Aïkido et martialité

Le numéro d’automne de la revue Dragon Spécial Aïkido se pose la question de la martialité dans l’aïkido. Si les réflexions de la plupart des contributeurs me semblent un peu vaseuses et cherchent davantage à éluder la question qu’à y répondre, l’article d’André Cognard me semble d’une rare pertinence. Voici une synthèse de quelques morceaux choisis.

La martialité historique de l’aïkido et de son fondateur n’est pas à remettre en doute. Mais que signifie être martialement efficace en aïkido dans un monde où les violences militaires, économiques ou institutionnelles sont partout. L’auteur s’appuie sur la citation de Yagyu Munenori pour avancer  que « le sabre le plus abouti est celui qui est efficace alors qu’il reste au fourreau ». Il ne s’agit pas ici d’un éloge de la non-violence mais de se rendre compte que « si le sabre est faible ou dans les mains d’un faible, alors il doit sortir pour imposer une loi vacillante et c’est de toute façon un échec car cela signifie que la société est fragilisée au point qu’il faille recourir à la violence pour maintenir l’ordre.
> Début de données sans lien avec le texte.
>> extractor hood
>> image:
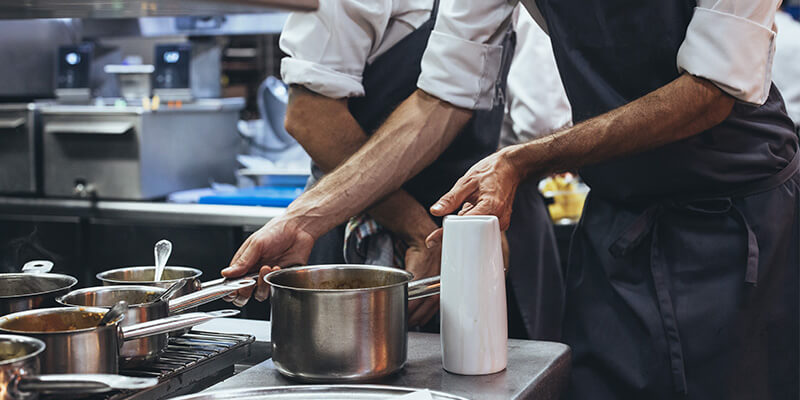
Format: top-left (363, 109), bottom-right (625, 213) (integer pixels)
top-left (0, 0), bottom-right (319, 19)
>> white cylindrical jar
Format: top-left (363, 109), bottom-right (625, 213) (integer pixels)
top-left (440, 216), bottom-right (508, 375)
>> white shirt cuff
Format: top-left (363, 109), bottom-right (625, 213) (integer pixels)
top-left (417, 31), bottom-right (503, 110)
top-left (281, 57), bottom-right (364, 99)
top-left (678, 7), bottom-right (775, 105)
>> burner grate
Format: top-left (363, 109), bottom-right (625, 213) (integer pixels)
top-left (63, 330), bottom-right (255, 400)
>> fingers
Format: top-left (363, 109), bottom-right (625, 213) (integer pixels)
top-left (431, 176), bottom-right (477, 217)
top-left (408, 295), bottom-right (439, 327)
top-left (253, 265), bottom-right (281, 302)
top-left (220, 234), bottom-right (255, 278)
top-left (425, 228), bottom-right (444, 249)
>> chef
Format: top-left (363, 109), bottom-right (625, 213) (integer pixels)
top-left (222, 0), bottom-right (513, 326)
top-left (422, 0), bottom-right (800, 399)
top-left (772, 3), bottom-right (800, 126)
top-left (223, 0), bottom-right (800, 399)
top-left (500, 5), bottom-right (572, 340)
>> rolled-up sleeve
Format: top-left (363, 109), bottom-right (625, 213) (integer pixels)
top-left (280, 0), bottom-right (392, 98)
top-left (677, 0), bottom-right (780, 105)
top-left (417, 0), bottom-right (516, 109)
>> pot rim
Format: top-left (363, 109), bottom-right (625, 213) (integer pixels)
top-left (0, 334), bottom-right (47, 366)
top-left (0, 272), bottom-right (78, 300)
top-left (56, 285), bottom-right (167, 310)
top-left (264, 264), bottom-right (414, 293)
top-left (0, 306), bottom-right (125, 335)
top-left (95, 265), bottom-right (203, 286)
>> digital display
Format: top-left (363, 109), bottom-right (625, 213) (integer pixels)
top-left (64, 51), bottom-right (81, 65)
top-left (164, 51), bottom-right (181, 64)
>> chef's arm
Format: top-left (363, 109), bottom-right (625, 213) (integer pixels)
top-left (505, 74), bottom-right (735, 181)
top-left (285, 85), bottom-right (436, 245)
top-left (286, 90), bottom-right (472, 241)
top-left (429, 74), bottom-right (734, 233)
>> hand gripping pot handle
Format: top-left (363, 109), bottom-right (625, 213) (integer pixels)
top-left (22, 260), bottom-right (53, 274)
top-left (11, 374), bottom-right (158, 393)
top-left (169, 279), bottom-right (256, 314)
top-left (408, 275), bottom-right (442, 300)
top-left (120, 310), bottom-right (239, 341)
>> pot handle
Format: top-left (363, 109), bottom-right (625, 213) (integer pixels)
top-left (201, 272), bottom-right (258, 288)
top-left (408, 275), bottom-right (442, 300)
top-left (14, 374), bottom-right (158, 393)
top-left (169, 279), bottom-right (256, 314)
top-left (22, 260), bottom-right (53, 274)
top-left (120, 310), bottom-right (239, 341)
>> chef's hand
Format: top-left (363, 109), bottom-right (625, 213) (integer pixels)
top-left (405, 242), bottom-right (442, 327)
top-left (222, 217), bottom-right (314, 307)
top-left (426, 146), bottom-right (523, 248)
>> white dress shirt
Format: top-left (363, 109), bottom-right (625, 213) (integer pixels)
top-left (280, 0), bottom-right (433, 99)
top-left (500, 6), bottom-right (572, 146)
top-left (417, 0), bottom-right (781, 109)
top-left (772, 11), bottom-right (800, 126)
Le maintien de l’ordre devient alors l’expression du désordre » ajoute l’auteur. « L’efficacité de l’aïkido est évidente pour peu qu’on pose la question de l’efficacité avant et non après la sortie du sabre ».

L’aïkido consiste alors à développer une force intérieure en développant « la capacité technique, la disponibilité de l’énergie, la conviction éthique et la détermination ». Si l’aïkido vise à créer ce « guerrier pacifique » il faut comprendre que « le combat contre la violence ne se mène pas seulement avec des mots. Il faut se renforcer, intellectuellement, physiquement, techniquement et émotionnellement pour accéder à la victoire sans violence ». En d’autres termes, il faut être fort, aguerrir sa force dans des situations de conflit afin de pouvoir se permettre de gérer la violence pacifiquement.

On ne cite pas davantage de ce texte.